烟雨船的马车送我来的,马车现在就在堂外等着呢。奴家只是欢场女子,万万不敢下毒。”
贾雨村指着捕快手里拎着的酒壶:“府尹大人,酒壶就在此处,里面是否有毒,一查便知。”
顺天府里不缺验毒的专业人才,片刻之后,验毒的人就神色复杂地抬头看向袁华。
“大人,这……这不是毒药,是……是合欢散。”
袁华一愣:“忘娘,这合欢散,正是你青楼花船常用之物,还敢不是你下的药?”
忘娘大惊,连连磕头:“大人,我真的没下药啊!从我进屋,贾大人就没让我靠近过,一直在盘问我。
我是他定的我,他矢口否认。

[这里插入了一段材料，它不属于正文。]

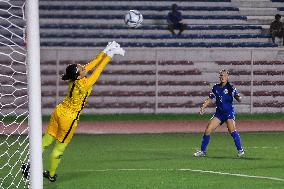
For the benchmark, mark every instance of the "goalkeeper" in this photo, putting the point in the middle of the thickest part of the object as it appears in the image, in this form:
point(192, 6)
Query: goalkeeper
point(65, 116)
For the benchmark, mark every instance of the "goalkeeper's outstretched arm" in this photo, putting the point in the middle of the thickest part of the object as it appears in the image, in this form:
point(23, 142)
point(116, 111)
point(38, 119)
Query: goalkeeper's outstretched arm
point(104, 57)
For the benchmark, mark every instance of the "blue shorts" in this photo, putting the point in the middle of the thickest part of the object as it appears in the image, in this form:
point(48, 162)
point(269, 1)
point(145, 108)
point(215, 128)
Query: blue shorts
point(224, 116)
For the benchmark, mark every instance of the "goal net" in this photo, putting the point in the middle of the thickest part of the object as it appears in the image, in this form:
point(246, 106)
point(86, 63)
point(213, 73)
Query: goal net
point(14, 140)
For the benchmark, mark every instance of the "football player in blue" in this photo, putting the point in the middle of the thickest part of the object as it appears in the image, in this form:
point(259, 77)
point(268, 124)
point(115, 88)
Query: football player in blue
point(223, 93)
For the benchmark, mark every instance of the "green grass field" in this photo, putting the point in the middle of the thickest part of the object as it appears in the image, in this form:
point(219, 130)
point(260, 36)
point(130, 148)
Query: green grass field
point(157, 161)
point(165, 161)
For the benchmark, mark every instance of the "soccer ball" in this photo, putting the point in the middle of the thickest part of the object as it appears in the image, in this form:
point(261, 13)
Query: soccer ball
point(133, 19)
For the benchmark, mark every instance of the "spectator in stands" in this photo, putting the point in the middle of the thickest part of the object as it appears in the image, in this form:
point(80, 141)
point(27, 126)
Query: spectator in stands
point(174, 20)
point(277, 28)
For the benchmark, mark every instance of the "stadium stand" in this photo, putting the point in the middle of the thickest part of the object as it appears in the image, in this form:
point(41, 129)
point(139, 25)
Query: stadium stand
point(210, 23)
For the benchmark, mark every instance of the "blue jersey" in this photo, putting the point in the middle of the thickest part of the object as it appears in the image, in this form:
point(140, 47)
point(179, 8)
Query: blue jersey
point(224, 97)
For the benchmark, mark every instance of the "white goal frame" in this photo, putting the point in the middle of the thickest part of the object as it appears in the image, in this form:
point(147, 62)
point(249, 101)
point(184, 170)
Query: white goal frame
point(34, 93)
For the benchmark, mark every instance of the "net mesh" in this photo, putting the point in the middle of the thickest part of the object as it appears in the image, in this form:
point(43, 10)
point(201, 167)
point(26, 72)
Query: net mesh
point(14, 144)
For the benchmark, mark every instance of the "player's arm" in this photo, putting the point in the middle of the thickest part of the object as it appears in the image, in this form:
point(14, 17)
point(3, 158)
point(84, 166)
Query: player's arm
point(111, 49)
point(94, 62)
point(205, 104)
point(238, 97)
point(97, 72)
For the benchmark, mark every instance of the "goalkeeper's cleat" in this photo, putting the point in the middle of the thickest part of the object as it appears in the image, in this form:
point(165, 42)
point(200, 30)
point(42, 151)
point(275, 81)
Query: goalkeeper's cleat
point(241, 153)
point(26, 170)
point(50, 178)
point(199, 153)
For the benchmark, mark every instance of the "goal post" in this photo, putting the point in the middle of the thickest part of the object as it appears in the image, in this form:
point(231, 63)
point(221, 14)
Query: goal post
point(34, 93)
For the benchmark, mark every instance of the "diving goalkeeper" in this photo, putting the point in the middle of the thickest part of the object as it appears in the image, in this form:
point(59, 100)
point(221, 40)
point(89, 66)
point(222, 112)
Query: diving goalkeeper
point(65, 116)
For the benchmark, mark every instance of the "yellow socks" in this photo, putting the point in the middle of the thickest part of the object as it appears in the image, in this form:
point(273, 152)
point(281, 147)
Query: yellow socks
point(55, 157)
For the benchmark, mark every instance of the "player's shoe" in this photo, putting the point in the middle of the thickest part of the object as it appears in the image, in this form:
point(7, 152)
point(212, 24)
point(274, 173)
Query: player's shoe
point(199, 153)
point(241, 153)
point(26, 170)
point(50, 178)
point(114, 48)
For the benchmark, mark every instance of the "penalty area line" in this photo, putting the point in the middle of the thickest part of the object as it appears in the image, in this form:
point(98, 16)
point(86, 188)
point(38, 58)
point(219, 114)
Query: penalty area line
point(190, 170)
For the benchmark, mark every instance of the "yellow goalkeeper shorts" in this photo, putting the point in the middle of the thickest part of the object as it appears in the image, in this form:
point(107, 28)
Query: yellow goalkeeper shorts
point(63, 123)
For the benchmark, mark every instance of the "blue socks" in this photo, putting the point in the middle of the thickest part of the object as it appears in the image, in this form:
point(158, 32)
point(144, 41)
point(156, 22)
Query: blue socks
point(237, 140)
point(205, 142)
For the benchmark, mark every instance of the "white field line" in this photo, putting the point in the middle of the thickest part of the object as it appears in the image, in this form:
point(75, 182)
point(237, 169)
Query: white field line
point(190, 170)
point(197, 148)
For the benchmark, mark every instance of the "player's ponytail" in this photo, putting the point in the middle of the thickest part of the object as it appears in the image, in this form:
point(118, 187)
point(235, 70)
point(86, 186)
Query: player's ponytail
point(71, 73)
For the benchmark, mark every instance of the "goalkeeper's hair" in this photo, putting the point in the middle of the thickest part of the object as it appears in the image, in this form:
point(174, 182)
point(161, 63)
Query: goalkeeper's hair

我想给他倒杯酒喝,他也不肯喝。
后来我不耐烦了,想着早点完事早点回去,就伸手想替他解开衣服,谁知他竟然高喊有刺客!”
袁华想了想,目光锁定了跪在地上的胖掌柜:“何三方,这酒菜既然是你送的,自然是你做的手脚了?”
胖掌柜何三方连连摇头:“人冤枉,人冤枉啊!酒菜都是好的,至于药从何来,人不知啊!”
袁华喝道:“客栈是你的,夜间来客,长驱直入。这女子若无你指点,又怎能直接进入贾大人房中?”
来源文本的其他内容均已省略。